BEA defines a state’s gross domestic product, or GDP, as “the market value of goods and services produced by the labor and property located in a state.”
The report offers a somewhat gloomier picture of the state’s economy than Kansas revenue forecasters provided recently when they released new, higher estimates of how much tax revenue the state can expect to see through the end of the next fiscal year.
In a memo dated May 2 explaining in detail why the estimates were revised upward by nearly $534 million, the Consensus Revenue Estimating Group said it was based, in part, on the fact that “nominal” gross state product, which is not adjusted for inflation, grew by 2.3 percent in 2017, and that it is expected to grow another 4.2 percent in 2018.
But the report left open the possibility that a number of significant factors could change in both the Kansas and U.S. economies over the next several months.
“Significant concern exists for the economy as a whole relative to volatility in energy prices, tariffs or possible trade war effects on agricultural commodity prices, and consumer and business demand for products and services subject to sales taxation,” the estimating group’s memo stated.
The group said its estimates were based on the assumption that no significant downturns or disruptions will occur in either the state or national economies through the end of the next fiscal year.
But the BEA report also raised concerns about the state’s ability to keep the commitment it just made to continue increasing K-12 education funding over the next four years, as well as restoring delayed payments into the state’s pension system and restoring budget cuts made in recent years to numerous state agencies.
According to long-term projections from the Legislature’s research staff, even if the assumptions underlying the revenue estimates hold true, ending balances in the state general fund are expected to fall into negative territory three years from now, something that would force lawmakers and the next governor to either cut state spending or raise taxes.
But Larry Campbell, who is Gov. Jeff Colyer’s budget director and a member of the revenue estimating group, said he thinks the economy’s performance in the second half of 2017 shows that a recovery is already underway.
“The trend is reversed; that’s pretty apparent,” he said in a phone interview. “Based on all the latest economic news and the trends, we should be OK.”
Jeremy Hill, director of the Center for Economic Development and Business Research at Wichita State University, agreed that the third and fourth quarter figures show the Kansas economy is on the rebound.
“When you look at the annualized number, it makes it look like we’re still slowing, but we actually have sped up,” he said in a phone interview. “If you look at the last couple of quarters, we’re actually growing again.”
But Hill said there is still cause for concern about the state’s ability to meet its long-term obligations – not because of a lack of economic growth, but rather the lack of growth in population and personal income.

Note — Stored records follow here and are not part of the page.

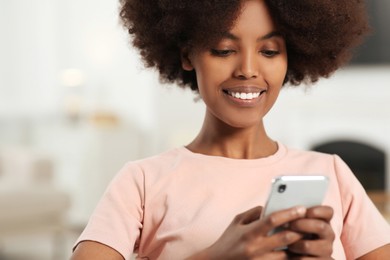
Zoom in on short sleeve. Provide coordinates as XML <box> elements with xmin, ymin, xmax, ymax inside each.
<box><xmin>334</xmin><ymin>155</ymin><xmax>390</xmax><ymax>259</ymax></box>
<box><xmin>73</xmin><ymin>162</ymin><xmax>145</xmax><ymax>260</ymax></box>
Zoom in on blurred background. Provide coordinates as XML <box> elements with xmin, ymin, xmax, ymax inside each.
<box><xmin>0</xmin><ymin>0</ymin><xmax>389</xmax><ymax>259</ymax></box>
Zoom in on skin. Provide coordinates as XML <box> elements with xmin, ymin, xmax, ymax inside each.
<box><xmin>71</xmin><ymin>0</ymin><xmax>390</xmax><ymax>259</ymax></box>
<box><xmin>182</xmin><ymin>0</ymin><xmax>286</xmax><ymax>160</ymax></box>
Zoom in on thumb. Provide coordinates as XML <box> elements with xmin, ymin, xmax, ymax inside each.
<box><xmin>236</xmin><ymin>206</ymin><xmax>263</xmax><ymax>225</ymax></box>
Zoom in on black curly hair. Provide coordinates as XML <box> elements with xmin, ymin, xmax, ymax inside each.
<box><xmin>119</xmin><ymin>0</ymin><xmax>369</xmax><ymax>91</ymax></box>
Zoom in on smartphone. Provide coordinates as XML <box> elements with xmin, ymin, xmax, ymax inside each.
<box><xmin>262</xmin><ymin>175</ymin><xmax>329</xmax><ymax>235</ymax></box>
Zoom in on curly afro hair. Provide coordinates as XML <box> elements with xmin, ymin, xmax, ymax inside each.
<box><xmin>119</xmin><ymin>0</ymin><xmax>369</xmax><ymax>91</ymax></box>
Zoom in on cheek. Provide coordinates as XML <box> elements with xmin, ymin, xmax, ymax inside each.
<box><xmin>265</xmin><ymin>58</ymin><xmax>287</xmax><ymax>85</ymax></box>
<box><xmin>195</xmin><ymin>61</ymin><xmax>230</xmax><ymax>92</ymax></box>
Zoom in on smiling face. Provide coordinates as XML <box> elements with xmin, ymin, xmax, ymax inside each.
<box><xmin>182</xmin><ymin>0</ymin><xmax>287</xmax><ymax>129</ymax></box>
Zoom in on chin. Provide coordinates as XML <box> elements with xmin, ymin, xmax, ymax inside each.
<box><xmin>223</xmin><ymin>118</ymin><xmax>263</xmax><ymax>130</ymax></box>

“If the population is not growing, in the longer term, and income is not growing in the longer term — and we’re deviating from the nation — that means there is less income to be spent by a not-rapidly-expanding population base,” he said. “That’s really what’s going to deteriorate the ability to pay longer-term debt.”
Flentje said that with all the recent changes in state and federal tax law, along with the unknown variables that could affect the economy, he thinks there is no way to predict what could happen to state revenues in the long term.
“The revenue picture is about as confused as it can be,” he said. “Anybody who says they can project the state revenue picture over the next five years is doing some big-time guessing.”